Сергей резко обернулся и метнул взгляд в отлично известном ему направлении. И увидел то, что и ожидал увидеть. Красные мерцающие глаза, горевшие на этот раз ещё ярче и яростнее, точно налившись кровью, как если бы они узрели наконец то, чего так долго ждали.

Однако это было не всё, что пришлось ему увидеть. В блеске вспыхнувшей молнии он на один краткий миг, но зато достаточно явственно различил то, что прилагалось к этим глазам. И это была даже не человеческая фигура, что естественно было бы ожидать, а нечто совершенно невообразимое, невероятное, чудовищное. Будто порождение больной, распалённой, свихнувшейся фантазии. Что-то гигантское, бесформенное, глыбоподобное, напоминавшее огромный зазубренный обломок скалы, грузно привалившееся к толстому стволу рослой сосны и обхватившее её длинными мохнатыми лапами, точно собираясь вырвать её из земли, на что у него, вполне возможно, хватило бы сил. Но было очевидно, что не сосна интересовала неведомое чудище, словно вынырнувшее из самой преисподней к ужасу всего живого. Глаза, мрачно и зловеще сверкавшие на его непропорционально маленькой, сравнительно с громадным туловищем, угловатой шишкообразной голове, будто наспех привинченной к могучему торсу и, казалось, сидевшей на нём не очень крепко, были совершенно определённо устремлены на находившихся в ограде приятелей и теперь уже не исчезали, как прежде, уловив встречный взгляд, а сияли неугасимо и разгорались всё сильнее, кровавее и плотояднее.

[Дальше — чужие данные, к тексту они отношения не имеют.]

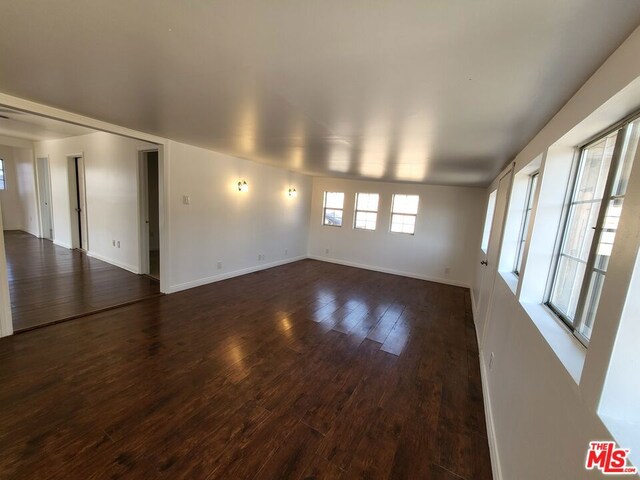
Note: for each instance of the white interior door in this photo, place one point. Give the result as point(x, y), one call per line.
point(490, 262)
point(82, 203)
point(44, 194)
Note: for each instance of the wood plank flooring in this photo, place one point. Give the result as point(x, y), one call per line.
point(305, 371)
point(48, 283)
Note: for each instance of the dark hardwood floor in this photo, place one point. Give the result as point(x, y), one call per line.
point(309, 370)
point(48, 283)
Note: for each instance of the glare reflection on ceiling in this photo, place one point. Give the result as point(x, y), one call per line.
point(339, 159)
point(247, 125)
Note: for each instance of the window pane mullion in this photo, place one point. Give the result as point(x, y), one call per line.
point(608, 190)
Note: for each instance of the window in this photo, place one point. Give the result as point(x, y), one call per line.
point(531, 190)
point(404, 211)
point(366, 211)
point(590, 227)
point(333, 205)
point(488, 221)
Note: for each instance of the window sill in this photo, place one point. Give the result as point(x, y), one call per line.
point(564, 344)
point(625, 434)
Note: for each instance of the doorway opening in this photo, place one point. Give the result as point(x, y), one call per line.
point(78, 202)
point(150, 213)
point(44, 196)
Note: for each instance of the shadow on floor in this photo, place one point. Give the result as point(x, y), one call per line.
point(48, 284)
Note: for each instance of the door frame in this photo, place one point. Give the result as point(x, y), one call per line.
point(6, 322)
point(78, 190)
point(164, 161)
point(39, 179)
point(143, 208)
point(501, 215)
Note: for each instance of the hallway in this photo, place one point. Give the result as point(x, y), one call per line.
point(48, 283)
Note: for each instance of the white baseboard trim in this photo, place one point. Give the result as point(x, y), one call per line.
point(488, 413)
point(124, 266)
point(63, 245)
point(391, 271)
point(235, 273)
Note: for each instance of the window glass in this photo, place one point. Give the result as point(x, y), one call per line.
point(589, 235)
point(366, 214)
point(2, 181)
point(333, 209)
point(404, 211)
point(533, 182)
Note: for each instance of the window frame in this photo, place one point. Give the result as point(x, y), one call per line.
point(575, 325)
point(4, 175)
point(414, 215)
point(488, 221)
point(532, 185)
point(325, 208)
point(356, 211)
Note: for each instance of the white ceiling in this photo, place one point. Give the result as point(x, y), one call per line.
point(34, 128)
point(440, 91)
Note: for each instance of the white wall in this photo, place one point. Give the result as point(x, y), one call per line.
point(448, 230)
point(10, 196)
point(19, 203)
point(111, 177)
point(26, 182)
point(542, 415)
point(222, 224)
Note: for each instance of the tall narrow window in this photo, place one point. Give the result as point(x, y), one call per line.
point(590, 228)
point(531, 190)
point(404, 211)
point(366, 211)
point(488, 221)
point(2, 180)
point(333, 207)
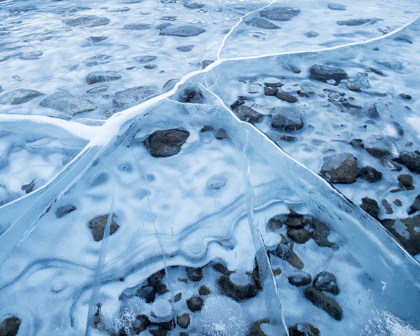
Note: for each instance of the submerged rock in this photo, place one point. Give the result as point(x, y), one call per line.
point(370, 206)
point(65, 210)
point(10, 326)
point(237, 292)
point(19, 97)
point(133, 96)
point(303, 329)
point(167, 142)
point(279, 13)
point(286, 119)
point(324, 302)
point(411, 160)
point(246, 113)
point(325, 72)
point(98, 224)
point(102, 76)
point(340, 168)
point(65, 102)
point(182, 31)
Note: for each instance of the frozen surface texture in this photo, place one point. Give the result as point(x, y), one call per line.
point(209, 168)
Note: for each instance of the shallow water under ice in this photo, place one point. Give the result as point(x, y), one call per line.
point(201, 238)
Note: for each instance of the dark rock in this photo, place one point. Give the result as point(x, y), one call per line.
point(286, 119)
point(325, 72)
point(145, 58)
point(195, 303)
point(246, 113)
point(320, 233)
point(166, 143)
point(356, 22)
point(262, 23)
point(195, 274)
point(336, 6)
point(406, 180)
point(270, 91)
point(96, 60)
point(221, 134)
point(87, 21)
point(191, 95)
point(131, 97)
point(137, 26)
point(102, 76)
point(220, 268)
point(204, 290)
point(19, 96)
point(206, 63)
point(256, 329)
point(358, 143)
point(286, 97)
point(147, 293)
point(140, 324)
point(65, 210)
point(387, 207)
point(326, 282)
point(183, 321)
point(65, 102)
point(237, 292)
point(322, 301)
point(370, 206)
point(97, 226)
point(379, 153)
point(415, 206)
point(370, 174)
point(186, 48)
point(411, 160)
point(28, 188)
point(311, 34)
point(372, 112)
point(340, 168)
point(182, 31)
point(405, 96)
point(300, 236)
point(279, 13)
point(299, 279)
point(10, 326)
point(303, 329)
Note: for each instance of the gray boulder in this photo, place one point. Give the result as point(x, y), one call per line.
point(102, 76)
point(65, 102)
point(411, 160)
point(325, 72)
point(166, 143)
point(340, 168)
point(98, 224)
point(182, 31)
point(286, 119)
point(279, 13)
point(246, 113)
point(87, 21)
point(131, 97)
point(19, 96)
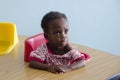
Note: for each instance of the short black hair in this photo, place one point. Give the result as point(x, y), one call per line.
point(49, 17)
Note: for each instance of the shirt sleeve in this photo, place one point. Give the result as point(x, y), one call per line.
point(76, 56)
point(39, 54)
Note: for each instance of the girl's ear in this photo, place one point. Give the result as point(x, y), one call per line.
point(46, 36)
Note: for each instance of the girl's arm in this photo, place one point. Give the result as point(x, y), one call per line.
point(66, 68)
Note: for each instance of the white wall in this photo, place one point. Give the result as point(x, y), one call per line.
point(93, 23)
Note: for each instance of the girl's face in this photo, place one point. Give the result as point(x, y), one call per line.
point(58, 33)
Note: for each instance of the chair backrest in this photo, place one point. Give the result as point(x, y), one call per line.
point(8, 37)
point(32, 43)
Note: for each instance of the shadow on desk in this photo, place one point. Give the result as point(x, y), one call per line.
point(101, 66)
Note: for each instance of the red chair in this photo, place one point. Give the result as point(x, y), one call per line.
point(32, 43)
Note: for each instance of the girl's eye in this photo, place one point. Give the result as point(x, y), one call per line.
point(57, 33)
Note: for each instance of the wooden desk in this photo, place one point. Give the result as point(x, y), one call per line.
point(101, 66)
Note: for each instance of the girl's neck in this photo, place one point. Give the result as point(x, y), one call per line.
point(56, 50)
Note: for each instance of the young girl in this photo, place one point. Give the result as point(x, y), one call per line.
point(57, 55)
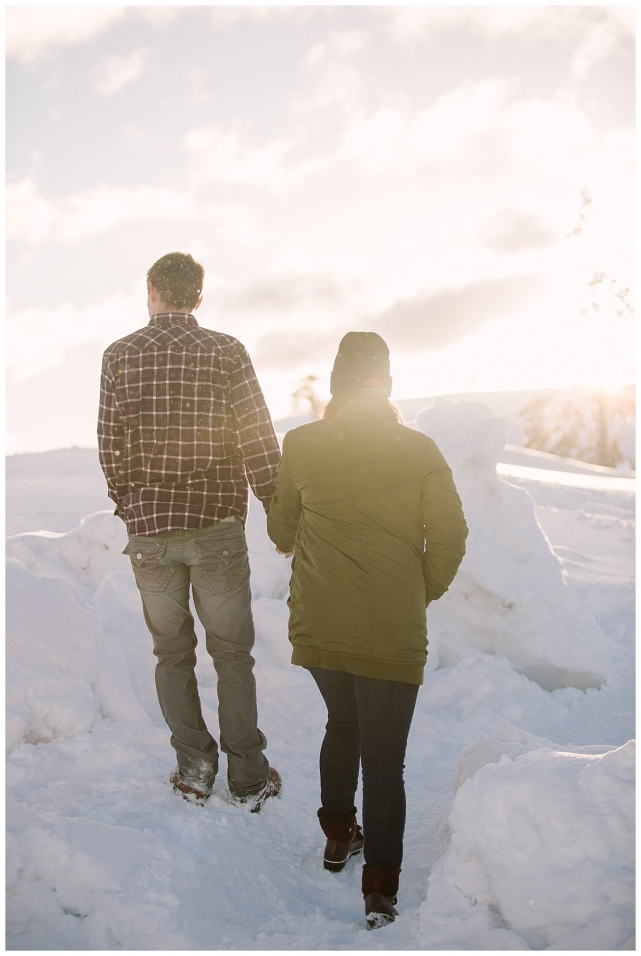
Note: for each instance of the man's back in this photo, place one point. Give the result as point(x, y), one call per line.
point(183, 428)
point(182, 421)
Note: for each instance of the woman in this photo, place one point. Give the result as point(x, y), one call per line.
point(370, 508)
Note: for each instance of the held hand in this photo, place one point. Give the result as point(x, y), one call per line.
point(286, 554)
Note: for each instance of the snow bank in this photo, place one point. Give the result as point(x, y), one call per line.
point(61, 674)
point(510, 596)
point(542, 852)
point(84, 556)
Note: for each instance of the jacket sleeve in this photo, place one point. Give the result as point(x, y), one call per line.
point(111, 434)
point(286, 506)
point(445, 530)
point(255, 433)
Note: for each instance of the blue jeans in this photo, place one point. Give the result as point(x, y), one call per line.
point(368, 723)
point(214, 563)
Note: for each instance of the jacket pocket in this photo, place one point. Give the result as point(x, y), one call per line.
point(223, 563)
point(145, 557)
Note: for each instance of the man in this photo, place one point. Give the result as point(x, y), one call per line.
point(183, 429)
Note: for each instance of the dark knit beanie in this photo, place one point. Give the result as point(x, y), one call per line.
point(362, 363)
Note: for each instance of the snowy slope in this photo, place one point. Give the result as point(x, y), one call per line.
point(533, 850)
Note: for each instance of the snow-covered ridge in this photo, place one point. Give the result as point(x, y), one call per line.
point(532, 644)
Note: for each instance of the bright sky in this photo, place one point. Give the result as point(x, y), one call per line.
point(457, 178)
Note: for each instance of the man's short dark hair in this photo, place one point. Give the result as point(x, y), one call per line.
point(178, 279)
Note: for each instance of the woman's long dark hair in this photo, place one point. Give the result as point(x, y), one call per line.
point(363, 398)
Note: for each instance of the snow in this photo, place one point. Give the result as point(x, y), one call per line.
point(519, 767)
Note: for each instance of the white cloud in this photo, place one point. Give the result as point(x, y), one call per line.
point(219, 156)
point(35, 31)
point(117, 71)
point(32, 218)
point(32, 31)
point(411, 22)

– От же ж мать твою… – только и смог пролепетать Сергей, чувствуя, как волосы у него на голове встали дыбом, а сердце зашлось от ледяного, пронизывающего холода, залившего ему грудь.

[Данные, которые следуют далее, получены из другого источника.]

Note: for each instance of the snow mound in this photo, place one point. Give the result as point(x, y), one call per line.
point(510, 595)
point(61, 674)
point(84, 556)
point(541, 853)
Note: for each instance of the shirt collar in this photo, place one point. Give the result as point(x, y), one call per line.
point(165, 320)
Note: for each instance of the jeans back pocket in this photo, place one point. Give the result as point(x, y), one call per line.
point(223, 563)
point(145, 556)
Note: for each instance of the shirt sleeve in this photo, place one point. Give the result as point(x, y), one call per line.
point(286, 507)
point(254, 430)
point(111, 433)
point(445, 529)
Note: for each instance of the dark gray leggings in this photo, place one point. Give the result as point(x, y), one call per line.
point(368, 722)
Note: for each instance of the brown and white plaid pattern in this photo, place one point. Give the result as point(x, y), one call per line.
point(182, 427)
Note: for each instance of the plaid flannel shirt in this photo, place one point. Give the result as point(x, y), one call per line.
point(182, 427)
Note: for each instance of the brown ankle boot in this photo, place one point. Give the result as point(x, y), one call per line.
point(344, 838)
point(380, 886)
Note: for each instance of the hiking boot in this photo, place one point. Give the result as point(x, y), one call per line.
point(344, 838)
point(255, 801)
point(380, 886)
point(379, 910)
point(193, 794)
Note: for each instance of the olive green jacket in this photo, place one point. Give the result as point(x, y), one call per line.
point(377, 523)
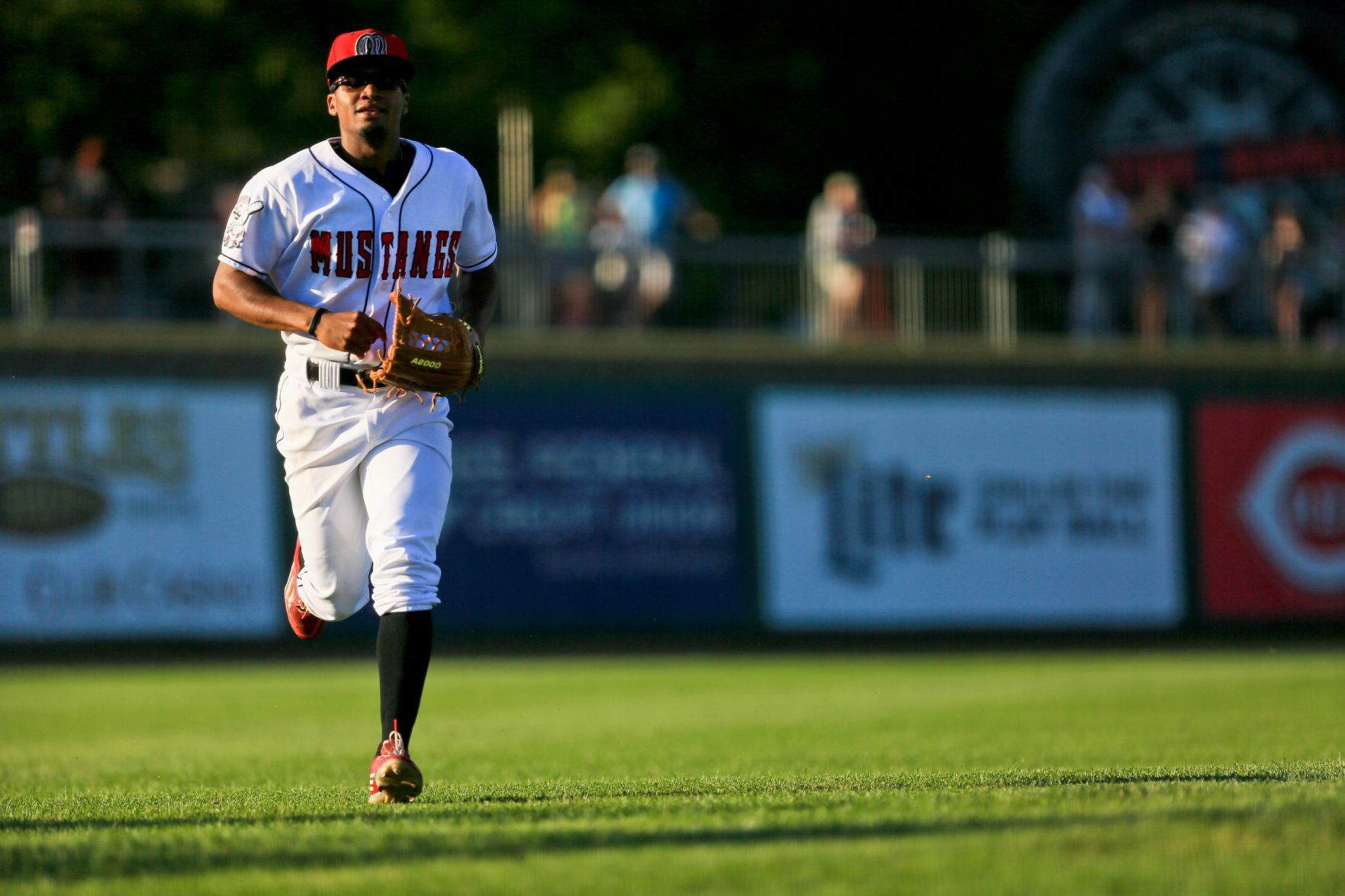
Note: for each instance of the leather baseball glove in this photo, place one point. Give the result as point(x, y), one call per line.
point(428, 353)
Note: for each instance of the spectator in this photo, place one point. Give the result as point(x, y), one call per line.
point(561, 217)
point(835, 229)
point(641, 217)
point(1102, 245)
point(1156, 218)
point(1285, 255)
point(84, 191)
point(1211, 249)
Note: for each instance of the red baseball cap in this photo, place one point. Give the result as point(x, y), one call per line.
point(370, 46)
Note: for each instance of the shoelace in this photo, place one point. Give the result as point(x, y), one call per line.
point(393, 746)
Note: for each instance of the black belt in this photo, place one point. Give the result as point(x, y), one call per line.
point(347, 376)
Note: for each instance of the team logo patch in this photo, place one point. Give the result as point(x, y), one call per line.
point(372, 45)
point(238, 218)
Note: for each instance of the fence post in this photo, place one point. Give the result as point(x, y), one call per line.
point(30, 300)
point(521, 288)
point(908, 279)
point(1001, 294)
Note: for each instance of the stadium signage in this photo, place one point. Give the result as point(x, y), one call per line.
point(608, 510)
point(46, 505)
point(1273, 509)
point(934, 509)
point(1295, 506)
point(136, 509)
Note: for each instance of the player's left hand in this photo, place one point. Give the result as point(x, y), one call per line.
point(352, 331)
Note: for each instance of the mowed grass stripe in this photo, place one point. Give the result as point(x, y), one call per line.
point(692, 772)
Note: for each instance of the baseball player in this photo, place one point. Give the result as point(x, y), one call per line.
point(314, 249)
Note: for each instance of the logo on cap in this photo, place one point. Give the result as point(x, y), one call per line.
point(372, 45)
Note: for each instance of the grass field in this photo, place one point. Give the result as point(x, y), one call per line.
point(1200, 771)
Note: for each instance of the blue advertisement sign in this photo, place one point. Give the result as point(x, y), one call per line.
point(595, 512)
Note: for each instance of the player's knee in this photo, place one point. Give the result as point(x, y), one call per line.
point(333, 595)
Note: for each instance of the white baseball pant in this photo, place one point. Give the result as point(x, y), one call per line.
point(368, 482)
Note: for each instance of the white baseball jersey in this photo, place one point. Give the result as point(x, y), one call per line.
point(368, 474)
point(322, 233)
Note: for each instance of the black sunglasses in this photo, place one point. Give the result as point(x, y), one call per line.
point(359, 81)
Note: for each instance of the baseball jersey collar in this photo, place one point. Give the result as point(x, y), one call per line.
point(326, 154)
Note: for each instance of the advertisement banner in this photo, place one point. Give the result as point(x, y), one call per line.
point(1271, 479)
point(594, 512)
point(137, 509)
point(980, 509)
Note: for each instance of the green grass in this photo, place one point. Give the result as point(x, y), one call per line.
point(1020, 772)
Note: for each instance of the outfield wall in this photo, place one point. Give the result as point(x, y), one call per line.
point(687, 486)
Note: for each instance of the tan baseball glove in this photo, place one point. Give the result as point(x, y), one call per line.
point(428, 353)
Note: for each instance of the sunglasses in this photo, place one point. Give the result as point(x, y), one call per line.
point(361, 81)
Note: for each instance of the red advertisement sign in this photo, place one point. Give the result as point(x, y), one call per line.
point(1271, 509)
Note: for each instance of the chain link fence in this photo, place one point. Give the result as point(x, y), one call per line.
point(997, 288)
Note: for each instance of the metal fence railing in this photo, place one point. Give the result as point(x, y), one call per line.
point(997, 288)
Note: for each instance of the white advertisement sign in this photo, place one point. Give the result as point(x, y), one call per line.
point(969, 509)
point(136, 509)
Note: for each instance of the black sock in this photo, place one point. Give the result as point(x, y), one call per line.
point(404, 647)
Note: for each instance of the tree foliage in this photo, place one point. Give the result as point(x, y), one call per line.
point(754, 104)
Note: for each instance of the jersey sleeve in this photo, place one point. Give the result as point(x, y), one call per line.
point(476, 249)
point(259, 229)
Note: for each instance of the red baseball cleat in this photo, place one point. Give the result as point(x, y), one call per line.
point(306, 625)
point(393, 778)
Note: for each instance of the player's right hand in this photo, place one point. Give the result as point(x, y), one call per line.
point(352, 331)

И в тот же миг прогремел такой мощный трескучий раскат, словно там, в вышине, разом ударили в тысячи барабанов. Небеса разверзлись, и так долго собиравшийся, будто копивший силы ливень обрушился на землю сплошной серой массой, в одно мгновение покрыв всё вокруг движущейся шумящей пеленой.

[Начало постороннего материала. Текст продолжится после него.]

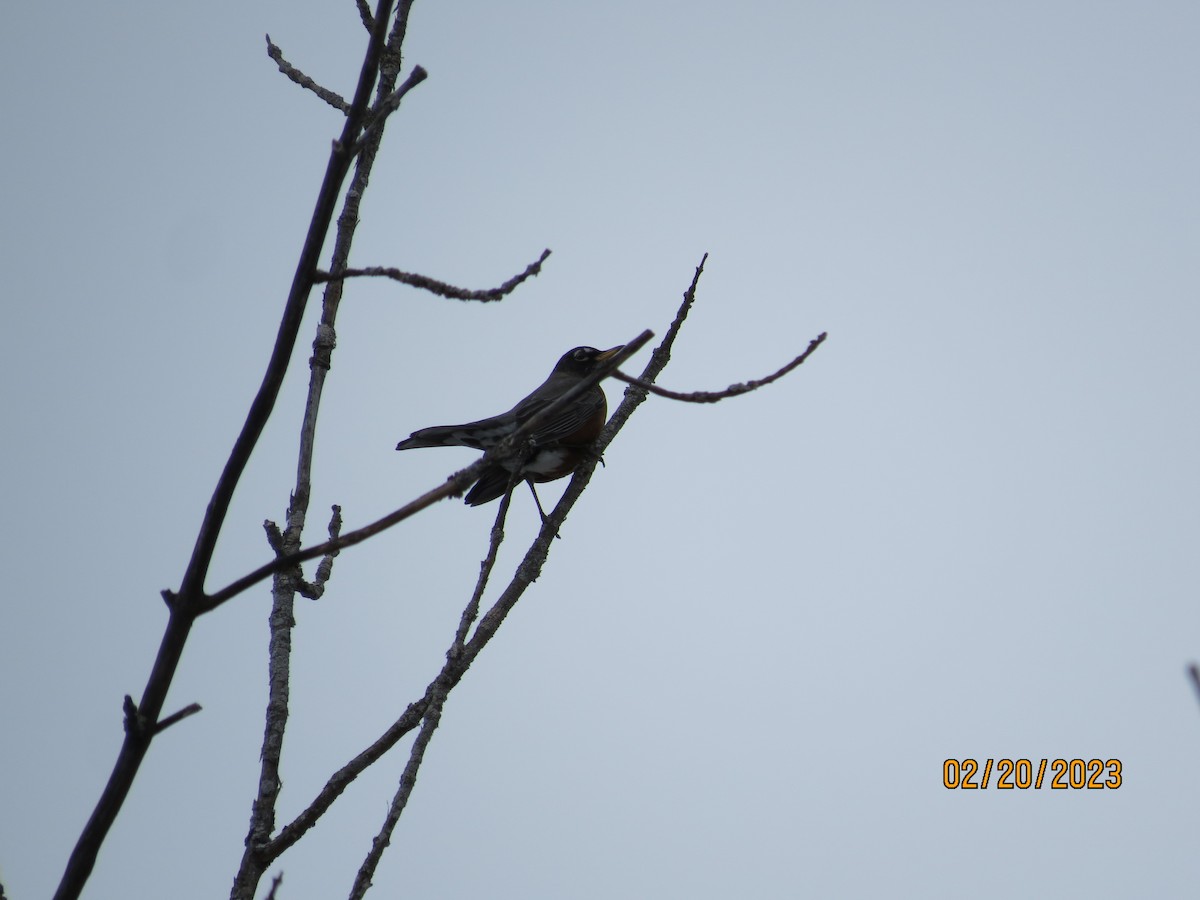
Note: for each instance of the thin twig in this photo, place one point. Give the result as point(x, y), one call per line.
point(286, 586)
point(732, 390)
point(388, 106)
point(365, 15)
point(485, 570)
point(316, 588)
point(185, 603)
point(304, 81)
point(407, 781)
point(439, 287)
point(163, 724)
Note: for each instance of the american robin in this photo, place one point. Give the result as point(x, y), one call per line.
point(557, 445)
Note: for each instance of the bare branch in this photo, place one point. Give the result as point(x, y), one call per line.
point(485, 571)
point(732, 390)
point(316, 588)
point(453, 487)
point(185, 603)
point(407, 781)
point(190, 709)
point(365, 15)
point(304, 81)
point(388, 106)
point(439, 287)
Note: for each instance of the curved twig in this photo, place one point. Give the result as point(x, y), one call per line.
point(295, 75)
point(439, 287)
point(732, 390)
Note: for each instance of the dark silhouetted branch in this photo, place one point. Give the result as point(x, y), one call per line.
point(453, 487)
point(184, 604)
point(439, 287)
point(295, 75)
point(732, 390)
point(388, 106)
point(163, 724)
point(365, 15)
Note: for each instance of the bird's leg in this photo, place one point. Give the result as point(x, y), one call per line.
point(592, 454)
point(540, 510)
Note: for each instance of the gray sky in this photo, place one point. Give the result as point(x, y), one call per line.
point(965, 528)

Но Сергей ничего этого не видел и не слышал. Вернее, не обратил на это ни малейшего внимания, так как бежал без оглядки – или, точнее, летел, почти не чуя под собой земли, – прочь из этого проклятого места. Деревья, кусты, памятники, ограды, струи дождя, заливавшие ему лицо, – всё стремительно мелькало и мешалось у него перед глазами, перед которыми продолжало стоять жуткое порождение мрака, на миг увиденное им при вспышке молнии. И он готов был бежать бесконечно, куда глаза глядят, хоть на край земли, лишь бы оказаться как можно дальше от этого кладбища и никогда больше не увидеть эту неслыханную адскую тварь, непостижимым образом выползшую на поверхность земли для какой-то определённой цели. И Олег совершенно чётко указал, для какой именно…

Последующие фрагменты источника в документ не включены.